A similar docking approach was carried out to examine the binding specificity of a pre-selection of fourteen hSTAT3 inhibitors, including natural compounds (curcumin, cucurbitacin E and cucurbitacin Q) or chemical substances of synthetic origin (LLL12, FLLL32, Cpd188, Cpd30–12, STX-0119, HJC1023, S3I-201, S3I-201.1066, BP-1–102, OPB-31121 and WP1066), which were discovered by virtual screening or designed from previously described lead compounds to be hSTAT3-SH2 specific and fit in the functional cavities of hSTAT3-SH2 domain. Similar to stattic, the majority of these compounds primarily targeted the highly conserved pTyr-SH2 binding pocket of all STATs. Moreover, based on STAT3-CBAV and LBPV parameters and graphic representation in the SH2 domain of all hSTATs, we conclude that none of these compounds is STAT3-specific. Interestingly, smaller compounds, like HJC1023, LLL12, WP1066, were shown to predominantly target either the pY+0 or pY-X cavity, analogous to stattic. In contrast, compounds with higher molecular weight, including curcumin, cucurbitacin E, cucurbitacin Q, FLLL32, Cpd188, Cpd30–12, STX-0119, S3I-201, S3I-201.1066, BP-1–102, OPB-31121, covered both cavities for binding. Our comparative docking simulations correspond to the experimental studies of Bill et al. who proved the non-specificity of curcumin towards STAT3 and provided evidence of its cross-binding to STAT3 and STAT1 [64]. This also accounted for BP-1–102 [65], cryptotanshinone [66], Cpd30–12 [48], cyclopentenone derivatives [67], OPB-31121 [55], resveratrol analogs (RSVA314 and RSVA405) [68] and S3I-201 [7].
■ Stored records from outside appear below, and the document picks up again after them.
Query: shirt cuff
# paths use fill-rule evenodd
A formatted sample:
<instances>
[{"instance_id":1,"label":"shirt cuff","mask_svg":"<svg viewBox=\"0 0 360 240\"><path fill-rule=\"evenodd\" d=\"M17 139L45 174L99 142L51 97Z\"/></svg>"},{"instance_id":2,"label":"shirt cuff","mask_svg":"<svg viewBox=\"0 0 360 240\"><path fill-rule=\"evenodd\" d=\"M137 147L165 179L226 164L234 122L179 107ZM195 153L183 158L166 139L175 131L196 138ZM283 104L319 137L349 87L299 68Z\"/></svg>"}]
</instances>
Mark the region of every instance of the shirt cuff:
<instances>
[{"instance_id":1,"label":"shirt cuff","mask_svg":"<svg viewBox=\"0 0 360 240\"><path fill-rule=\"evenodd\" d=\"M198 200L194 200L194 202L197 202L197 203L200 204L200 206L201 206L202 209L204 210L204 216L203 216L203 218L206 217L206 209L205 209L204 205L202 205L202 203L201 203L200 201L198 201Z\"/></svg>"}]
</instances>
Docking simulation of the pre-selected hSTAT3 inhibitors in the SH2 domain of all hSTATs combined with proven cross-binding characteristics from in vitro experiments, also enabled us to identify STAT-CBAV and LBPV criteria correlating with ‘STAT cross-binding’ and ‘STAT-specificity’. Thus, we proposed that STAT3-CBAV ≤ 3.0 + LBPV0+X ≤ 0.2 indicated STAT-cross-binding and STAT3-CBAV ≥ 3.0 + LBPV0+X ≥ 0.8 predicted STAT-specificity. Based on these criteria we developed a novel in silico hSTAT-SH2 comparative virtual screening and docking validation strategy for commercially available small compound libraries to identify specific STAT inhibitors. Indeed, screening of a natural product library as well as a multi-million clean leads compound library successfully identified STAT1 as well as STAT3-specific inhibitors. For example, clean lead compound CL_1_1 was identified as hSTAT1-specific based on the combined criteria of (STAT1-STAT3)-CBAV of 5.47, STAT1-LBPV0+X of 0.8 and STAT3-LBPV0+X of 0.1. Consequently, CL_1_1 displayed high conformational conservation towards hSTAT1-SH2, but low conservation with respect to hSTAT3-SH2, which was confirmed by graphical representation in the SH2 domains of STAT1 and STAT3 (Fig. 5A). Likewise, CL_3_1 displayed high conformational conservation towards hSTAT3-SH2, but low conservation with respect to hSTAT1-SH2 (Fig. 5B), and was identified as hSTAT3-specific. Our novel screening approach highlights the great potential of the use of in silico hSTAT-SH2 comparative virtual screening and docking validation to identify specific STAT inhibitors. However, we realize that in vitro validation of STAT phosphorylation or STAT DNA-binding affinity is required to provide final proof of the value of our in silico screening tool. In this respect, following a simplified screening protocol (using only the pY+0 binding pocket of hSTAT1-SH2 as the protomol, combined with the pgeom algorithm in Surflex-Dock 2.6) we recently identified several new STAT1 inhibitors that after in vitro validation inhibited STAT1 phosphorylation but were also shown to inhibit STAT3 activity.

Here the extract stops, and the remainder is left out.